I currently have some hand rearing mix (I use a syringe to feed, I feed from 'right to left' or vice versa.) which I have used previously for other chicks, and the solution is watery, with only a pinch of the mix in it. The little chick has been emptying it's crop quite quickly, every hour or two. We manage to feed it every couple of hours, and it regularly poos as well. From my previous experience with an abandoned Indian Ringneck parrot chick, it only made it to 1 week old before it unfortunately had sour crop, which I am now very wary of. The solution we feed the little cockatiel chick is always tested on our wrist to check the temperature and it is not too cool, but not too hot either. We are trying our best to monitor the chick's digestion, so hopefully it is alright for now. The chick is currently 2 days old, and if it survives yet another night, it shall be 3 days old tomorrow. Also, we may need a few pointers on when we may need to start thickening up the mix to feed the baby. 

Also, with the setup we have currently got, the chick is currently living in a shallow cardboard box, with a hot water bottle (replaced every few hours or so) and a few old shirts and towels. If this is not safe for the baby to be living in, please tell me so that I can fix it up. 

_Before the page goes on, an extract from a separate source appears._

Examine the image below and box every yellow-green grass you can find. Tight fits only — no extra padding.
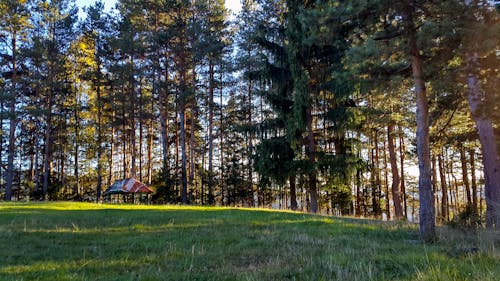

Thankyou for reading this long post, I appreciate it. I am fully aware that the little chick has a slim chance of survival at the moment, but is currently strong, active, a strong healthy cheep, and attempts to grasp the syringe we use in order to pump it's food down. As I mentioned earlier, it seems to be digesting well with it's crop emptying regularly and pooing regularly too. Any help is greatly appreciated  


- note, since today, another chick has hatched out in the parent's nest box, currently monitoring it to see if the parents feed it. The older 8 week old chicks have been since removed, and are unseen by the parents, although they do communicate with each other. :grey tiel::wf cinnamon:


----------



## tielfan (Aug 31, 2008)

The best person to advise on this is srtiels aka Susanne. She's a moderator on this board but unfortunately isn't able to spend much time here. But she's frequently available on her Facebook page at https://www.facebook.com/groups/ICR.unite/ so I would recommend that you join that so you can get quick access if you need advice.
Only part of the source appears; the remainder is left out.